The New York Times just reported that two White House officials helped provide Nunes with information that President Donald Trump and his associates had been swept up in legal surveillance, just before Nunes briefed Trump himself and then disclosed some of the information to the media and to the House Intelligence Committee that he chairs.

The Times’ sources identified the officials as Ezra Cohen-Watnick, the senior director for intelligence at the National Security Council, and Michael Ellis, national security lawyer in the Office of White House Counsel:

“The officials said that earlier this month, shortly after Mr. Trump wrote on Twitter about being wiretapped on the orders of President Barack Obama, Mr. Cohen-Watnick began reviewing highly classified reports detailing the intercepted communications of foreign officials.

“Officials said the reports consisted primarily of ambassadors and other foreign officials talking about how they were trying to develop contacts within Mr. Trump’s family and inner circle in advance of his inauguration.”

But there’s a problem: This conflicts with what Nunes has apparently said about his source or sources. He has declined to name them, but he and a spokesman have reportedly said and/or strongly suggested it wasn’t White House staff.

Nunes reportedly told Bloomberg’s Eli Lake in an interview Monday “that his source was not a White House staffer and was an intelligence official,” Lake wrote.

A Nunes spokesman, Jack Langer, also told the Los Angeles Times that it wasn’t a White House staffer, the Times reported.

And Nunes again appeared to deny meeting with any White House aides in a Monday afternoon interview with CNN’s Wolf Blitzer:

“BLITZER: In addition going to that secure room to look over these documents, do you have other meetings at the White House? Did you meet with the president or any of his aides while you were there that night?

“NUNES: No. And in fact, I’m quite sure that people in the West Wing had no idea I was there.”

It wasn’t just Nunes’ team. White House press secretary Sean Spicer, who hasn’t detailed Nunes’s visit to the White House last week, cited Nunes’ comments to Bloomberg on Monday. “He has said, from my understanding on the record, that he did not meet with White House staff,” Spicer said.
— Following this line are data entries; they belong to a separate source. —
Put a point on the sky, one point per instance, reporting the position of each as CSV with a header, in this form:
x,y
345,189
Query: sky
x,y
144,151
And Spicer last week suggested strongly that he doubted it was the White House that provided the information.

“I don’t know why he would brief the speaker, then come down here to brief us on something that we would’ve briefed him on,” Spicer said. “It doesn’t really seem to make a ton of sense. So, I’m not aware of it. But it doesn’t really pass the smell test.”
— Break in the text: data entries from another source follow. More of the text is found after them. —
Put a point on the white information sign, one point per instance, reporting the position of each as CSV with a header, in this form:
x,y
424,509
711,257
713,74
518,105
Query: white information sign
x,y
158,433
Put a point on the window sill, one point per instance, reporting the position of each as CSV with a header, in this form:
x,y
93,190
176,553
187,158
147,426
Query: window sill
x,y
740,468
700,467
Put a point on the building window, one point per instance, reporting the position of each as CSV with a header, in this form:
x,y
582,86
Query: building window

Nunes hasn’t said much about his sourcing, but he has certainly suggested the only reason that he was on the White House grounds is because the information happened to be there and that it wasn’t something that was fed to him by parties interested in confirming Trump’s evidence-free claim that he was under surveillance during the 2016 election. The Times’ report seriously calls that into question.

We can perhaps expect Nunes to quibble with the definition of a “White House staffer” or what constitutes “any of [Trump’s] aides.” Maybe he’ll argue that the National Security Council is a separate entity. But Ellis works in the White House counsel’s office, so he’s clearly a White House staffer and an aide to the president. And if he and/or Cohen-Watnick played any role in providing information to Nunes, the denials above would be highly misleading, at best.

Spicer declined to comment on the Times report Thursday afternoon, saying he didn’t want to lend credence to any of its details.

Langer took the same line in response to my questions to him: “As he’s stated many times, Chairman Nunes will not confirm or deny speculation about his source’s identity, and he will not respond to speculation from anonymous sources.”

The Times’ report will make that line much more difficult to hold.